20

14 2 3
                                    

Ada yang bilang, ketika kita jatuh di situ kita bisa melihat siapa yang benar-benar peduli.

×××

Pesan yang dikirim Rendi semalam menjadi pengantar tidurku yang terbilang baik. Rendi memang selalu menjadi tempat nyaman untukku jika keadaan seperti ini.

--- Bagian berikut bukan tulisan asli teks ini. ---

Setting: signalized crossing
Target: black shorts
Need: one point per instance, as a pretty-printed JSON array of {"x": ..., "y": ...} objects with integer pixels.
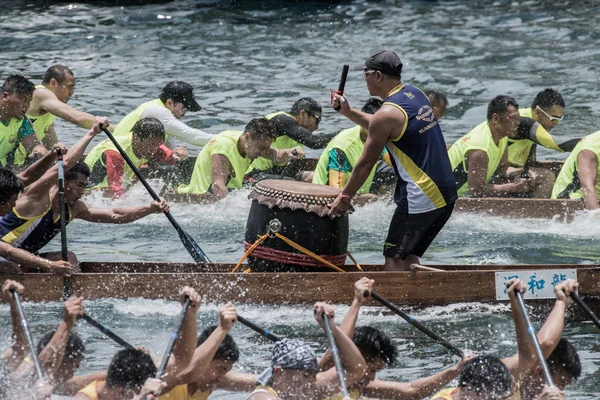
[{"x": 413, "y": 233}]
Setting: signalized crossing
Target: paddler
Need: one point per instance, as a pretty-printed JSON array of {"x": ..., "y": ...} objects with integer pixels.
[
  {"x": 50, "y": 101},
  {"x": 579, "y": 175},
  {"x": 379, "y": 350},
  {"x": 34, "y": 221},
  {"x": 294, "y": 371},
  {"x": 129, "y": 370},
  {"x": 405, "y": 124},
  {"x": 173, "y": 103},
  {"x": 15, "y": 128},
  {"x": 480, "y": 158},
  {"x": 341, "y": 154},
  {"x": 110, "y": 172},
  {"x": 221, "y": 164},
  {"x": 294, "y": 129}
]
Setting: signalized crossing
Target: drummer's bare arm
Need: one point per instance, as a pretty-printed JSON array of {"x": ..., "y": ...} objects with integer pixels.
[
  {"x": 588, "y": 175},
  {"x": 354, "y": 115},
  {"x": 118, "y": 215},
  {"x": 477, "y": 162}
]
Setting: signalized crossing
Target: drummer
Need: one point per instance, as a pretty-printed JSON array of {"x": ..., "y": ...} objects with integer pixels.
[
  {"x": 221, "y": 164},
  {"x": 294, "y": 129},
  {"x": 341, "y": 154}
]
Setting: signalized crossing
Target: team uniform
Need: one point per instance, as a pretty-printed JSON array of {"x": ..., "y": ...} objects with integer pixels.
[
  {"x": 567, "y": 184},
  {"x": 339, "y": 158},
  {"x": 426, "y": 190},
  {"x": 225, "y": 143}
]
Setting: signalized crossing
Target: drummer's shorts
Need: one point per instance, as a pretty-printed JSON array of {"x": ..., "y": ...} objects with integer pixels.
[{"x": 413, "y": 233}]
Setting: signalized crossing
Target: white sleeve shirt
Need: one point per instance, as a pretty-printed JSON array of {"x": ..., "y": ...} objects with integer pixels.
[{"x": 176, "y": 128}]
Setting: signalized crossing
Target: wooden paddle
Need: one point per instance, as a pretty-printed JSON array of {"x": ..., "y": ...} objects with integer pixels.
[
  {"x": 533, "y": 338},
  {"x": 263, "y": 332},
  {"x": 585, "y": 309},
  {"x": 190, "y": 244},
  {"x": 416, "y": 324},
  {"x": 336, "y": 357},
  {"x": 64, "y": 253},
  {"x": 25, "y": 325},
  {"x": 104, "y": 329},
  {"x": 171, "y": 345},
  {"x": 342, "y": 82}
]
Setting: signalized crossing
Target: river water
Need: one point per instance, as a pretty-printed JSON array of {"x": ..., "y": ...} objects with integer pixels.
[{"x": 247, "y": 59}]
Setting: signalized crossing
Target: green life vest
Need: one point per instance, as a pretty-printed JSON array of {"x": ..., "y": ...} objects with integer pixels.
[
  {"x": 127, "y": 123},
  {"x": 567, "y": 184},
  {"x": 480, "y": 138},
  {"x": 348, "y": 141},
  {"x": 11, "y": 134},
  {"x": 41, "y": 124},
  {"x": 95, "y": 156},
  {"x": 224, "y": 143},
  {"x": 282, "y": 142}
]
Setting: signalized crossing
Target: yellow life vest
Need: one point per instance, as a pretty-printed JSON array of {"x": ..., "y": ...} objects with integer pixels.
[
  {"x": 224, "y": 143},
  {"x": 480, "y": 138},
  {"x": 282, "y": 142},
  {"x": 11, "y": 134},
  {"x": 126, "y": 125},
  {"x": 567, "y": 184},
  {"x": 348, "y": 141},
  {"x": 95, "y": 156},
  {"x": 445, "y": 394}
]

Rendi adalah orang yang benar-benar bisa di andalkan, terlebih oleh Suga.

Aku tersenyum mengingat di mana setiap saat Suga selalu menyuruh Rendi ini itu, tanpa peduli lelaki itu sibuk atau tidak. Tanpa peduli pemuda itu mau atau tidak dan bodohnya Rendi selalu mengiyakan permintaan Suga yang alhasil ia berakhir denganku di segala situasi.

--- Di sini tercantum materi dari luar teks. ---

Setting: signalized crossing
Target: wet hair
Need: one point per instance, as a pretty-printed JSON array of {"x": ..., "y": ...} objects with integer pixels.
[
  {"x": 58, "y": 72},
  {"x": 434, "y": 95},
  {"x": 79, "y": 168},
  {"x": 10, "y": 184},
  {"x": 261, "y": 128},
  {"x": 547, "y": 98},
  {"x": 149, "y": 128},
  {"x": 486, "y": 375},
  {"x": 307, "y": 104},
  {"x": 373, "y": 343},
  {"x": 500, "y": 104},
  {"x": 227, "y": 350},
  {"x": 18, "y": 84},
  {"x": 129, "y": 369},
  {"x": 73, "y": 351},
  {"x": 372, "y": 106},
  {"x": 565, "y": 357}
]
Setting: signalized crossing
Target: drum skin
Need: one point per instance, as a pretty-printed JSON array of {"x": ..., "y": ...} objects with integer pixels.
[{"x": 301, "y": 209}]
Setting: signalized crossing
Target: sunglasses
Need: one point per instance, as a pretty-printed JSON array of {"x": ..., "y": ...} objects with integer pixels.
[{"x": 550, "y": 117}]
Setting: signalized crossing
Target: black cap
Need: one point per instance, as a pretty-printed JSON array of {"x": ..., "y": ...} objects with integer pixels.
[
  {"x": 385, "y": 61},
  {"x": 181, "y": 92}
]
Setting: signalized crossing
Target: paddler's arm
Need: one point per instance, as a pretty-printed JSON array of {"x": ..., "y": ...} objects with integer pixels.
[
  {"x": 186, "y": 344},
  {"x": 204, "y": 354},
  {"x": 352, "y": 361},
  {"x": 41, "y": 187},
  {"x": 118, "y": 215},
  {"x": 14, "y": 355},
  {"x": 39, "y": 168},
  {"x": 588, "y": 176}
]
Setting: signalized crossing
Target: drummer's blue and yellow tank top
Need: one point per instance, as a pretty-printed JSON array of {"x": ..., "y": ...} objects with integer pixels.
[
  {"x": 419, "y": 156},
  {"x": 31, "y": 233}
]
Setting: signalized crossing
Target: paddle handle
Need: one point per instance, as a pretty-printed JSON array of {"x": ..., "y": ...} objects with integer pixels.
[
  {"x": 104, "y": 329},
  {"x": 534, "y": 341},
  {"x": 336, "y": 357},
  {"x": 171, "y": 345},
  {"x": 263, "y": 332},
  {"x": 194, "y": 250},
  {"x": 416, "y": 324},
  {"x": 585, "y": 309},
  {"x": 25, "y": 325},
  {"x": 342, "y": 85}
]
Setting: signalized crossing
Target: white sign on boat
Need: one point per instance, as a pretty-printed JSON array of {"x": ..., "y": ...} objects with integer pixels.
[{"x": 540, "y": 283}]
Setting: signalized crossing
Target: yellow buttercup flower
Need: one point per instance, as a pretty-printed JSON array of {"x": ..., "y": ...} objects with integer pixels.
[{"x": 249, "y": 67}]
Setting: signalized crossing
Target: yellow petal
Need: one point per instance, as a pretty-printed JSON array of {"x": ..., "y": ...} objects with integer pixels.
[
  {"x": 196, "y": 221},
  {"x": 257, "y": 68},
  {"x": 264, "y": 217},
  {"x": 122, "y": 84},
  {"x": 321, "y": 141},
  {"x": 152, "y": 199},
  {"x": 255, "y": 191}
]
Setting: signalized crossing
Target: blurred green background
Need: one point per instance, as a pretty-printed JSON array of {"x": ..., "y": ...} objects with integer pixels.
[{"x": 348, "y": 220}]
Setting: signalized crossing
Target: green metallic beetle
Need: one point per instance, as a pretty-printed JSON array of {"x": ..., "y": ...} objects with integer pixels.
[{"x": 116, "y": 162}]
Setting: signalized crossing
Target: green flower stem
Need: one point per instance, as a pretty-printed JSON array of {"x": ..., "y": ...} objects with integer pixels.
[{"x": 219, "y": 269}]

Aku terdiam mematut pesan yang baru saja masuk. Apakah situasi kali ini, Rendi yang akan menjemputku itu juga karena permintaan Suga?

Dasar Suga sok ngebos!

Aku tersenyum kecut. Mana mungkin! Aku menggeleng untuk menormalkan jalan pikiran yang sudah mulai terkontaminasi bakteri penyesalan menyia-nyiakan seseorang yang bernama Suga yang kini mungkin tengah berjibahku dengan pekerjaannya atau kuliahnya atau mungkin dengan wanita gandengannya itu?

Ah!

Aku memukul pelipis kesal dan berlari kecil keluar kostan ketika Rendi kembali mengirim pesan.

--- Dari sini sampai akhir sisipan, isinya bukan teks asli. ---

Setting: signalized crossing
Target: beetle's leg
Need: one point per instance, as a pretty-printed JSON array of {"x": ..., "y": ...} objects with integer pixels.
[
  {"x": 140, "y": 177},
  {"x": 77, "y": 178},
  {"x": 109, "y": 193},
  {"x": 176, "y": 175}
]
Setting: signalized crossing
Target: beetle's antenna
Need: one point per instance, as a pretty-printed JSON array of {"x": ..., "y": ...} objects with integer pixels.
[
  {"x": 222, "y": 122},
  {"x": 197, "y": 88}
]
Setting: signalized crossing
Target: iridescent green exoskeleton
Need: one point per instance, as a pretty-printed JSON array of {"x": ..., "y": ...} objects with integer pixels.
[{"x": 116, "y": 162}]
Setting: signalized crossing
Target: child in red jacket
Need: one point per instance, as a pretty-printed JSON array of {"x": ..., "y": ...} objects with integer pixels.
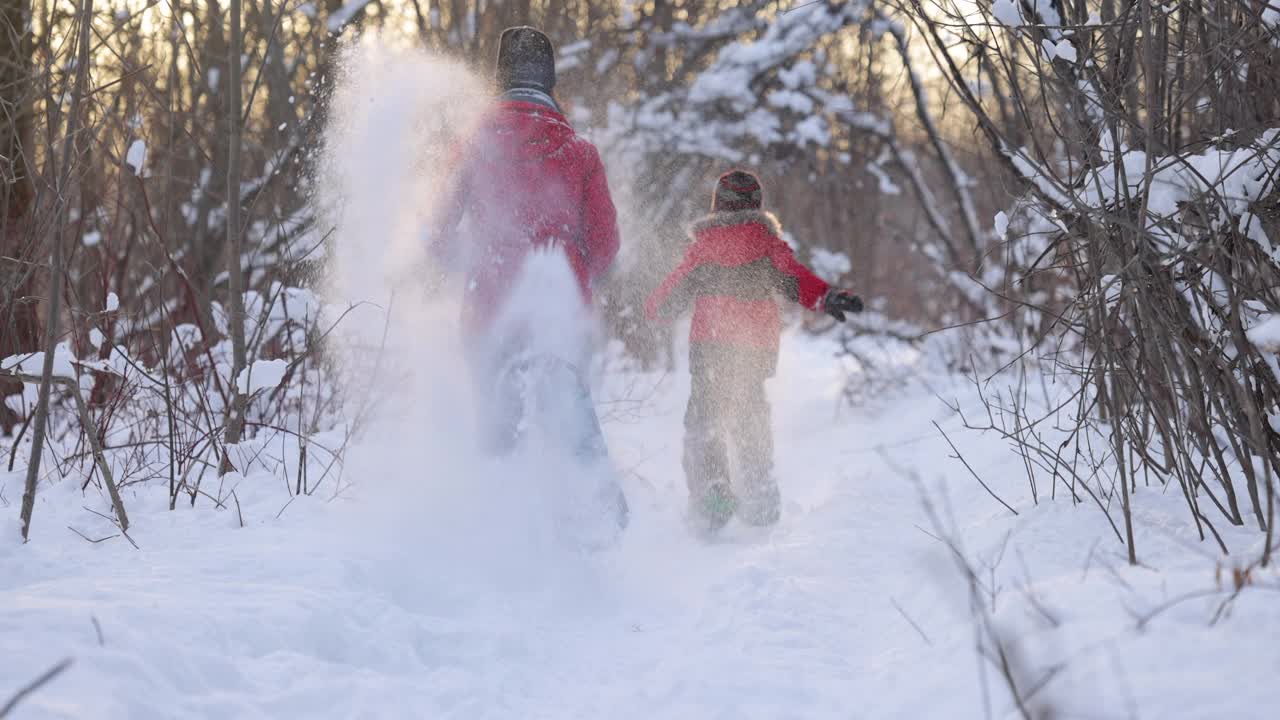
[{"x": 731, "y": 273}]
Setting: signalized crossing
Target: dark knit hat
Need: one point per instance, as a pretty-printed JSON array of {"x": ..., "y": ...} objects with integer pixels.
[
  {"x": 736, "y": 190},
  {"x": 526, "y": 59}
]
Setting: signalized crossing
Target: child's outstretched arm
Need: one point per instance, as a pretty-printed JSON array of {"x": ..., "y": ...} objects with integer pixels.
[{"x": 800, "y": 285}]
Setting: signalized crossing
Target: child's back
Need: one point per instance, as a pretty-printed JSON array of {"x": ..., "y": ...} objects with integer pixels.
[{"x": 732, "y": 273}]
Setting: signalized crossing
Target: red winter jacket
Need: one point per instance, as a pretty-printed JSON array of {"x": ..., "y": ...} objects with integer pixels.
[
  {"x": 524, "y": 181},
  {"x": 731, "y": 272}
]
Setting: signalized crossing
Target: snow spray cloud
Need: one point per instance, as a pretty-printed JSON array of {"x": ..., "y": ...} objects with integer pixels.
[{"x": 396, "y": 118}]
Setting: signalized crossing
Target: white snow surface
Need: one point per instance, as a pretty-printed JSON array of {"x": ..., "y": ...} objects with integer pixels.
[
  {"x": 137, "y": 156},
  {"x": 261, "y": 374},
  {"x": 429, "y": 588}
]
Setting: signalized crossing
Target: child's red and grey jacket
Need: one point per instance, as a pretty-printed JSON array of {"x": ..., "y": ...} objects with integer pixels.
[{"x": 731, "y": 272}]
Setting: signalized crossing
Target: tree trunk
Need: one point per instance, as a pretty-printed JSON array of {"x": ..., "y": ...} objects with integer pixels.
[
  {"x": 234, "y": 272},
  {"x": 18, "y": 323},
  {"x": 55, "y": 269}
]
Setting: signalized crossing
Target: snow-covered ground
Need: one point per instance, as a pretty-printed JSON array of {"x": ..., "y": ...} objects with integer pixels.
[{"x": 426, "y": 589}]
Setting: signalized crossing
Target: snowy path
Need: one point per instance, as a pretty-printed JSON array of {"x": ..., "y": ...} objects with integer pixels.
[{"x": 325, "y": 614}]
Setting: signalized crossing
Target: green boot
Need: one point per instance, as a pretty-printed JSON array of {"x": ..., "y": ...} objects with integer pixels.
[{"x": 713, "y": 509}]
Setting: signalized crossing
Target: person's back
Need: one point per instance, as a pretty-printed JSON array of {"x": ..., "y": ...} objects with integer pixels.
[
  {"x": 529, "y": 181},
  {"x": 524, "y": 183}
]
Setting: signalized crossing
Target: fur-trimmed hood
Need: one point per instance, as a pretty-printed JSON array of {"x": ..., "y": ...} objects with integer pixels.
[{"x": 737, "y": 218}]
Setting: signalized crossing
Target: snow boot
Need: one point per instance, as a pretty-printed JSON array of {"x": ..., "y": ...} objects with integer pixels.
[{"x": 713, "y": 509}]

"Hi." sapanya saat turun dari motor sambil tersenyum.

Aku mengangguk dan membalas senyumnya. "Hi juga."

"Langsung pergi?" tanyanya melirik penampilanku yang seperti biasanya--celana jeans, baju kaus, tas gendong dan juga beberapa buku di tangan--yang ku balas dengan anggukan.

Rendi seperti biasa. Ia memasangkan aku helm dan mempersilakan aku untuk naik ke motornya.

"Pegangan." Aku mengangguk menuruti perintahnya.

Dalam diam aku berharap kehadiran Rendi kali ini benar-benar permintaan Suga. Entah kenapa aku mengharapkan Suga masih peduli padaku.

Semoga Tuhan.

"Di nanti Bang Rendi jemput ya? Pulang seperti jam biasakan?" tanya Rendi ketika tiba di parkiran gedung fakultasku.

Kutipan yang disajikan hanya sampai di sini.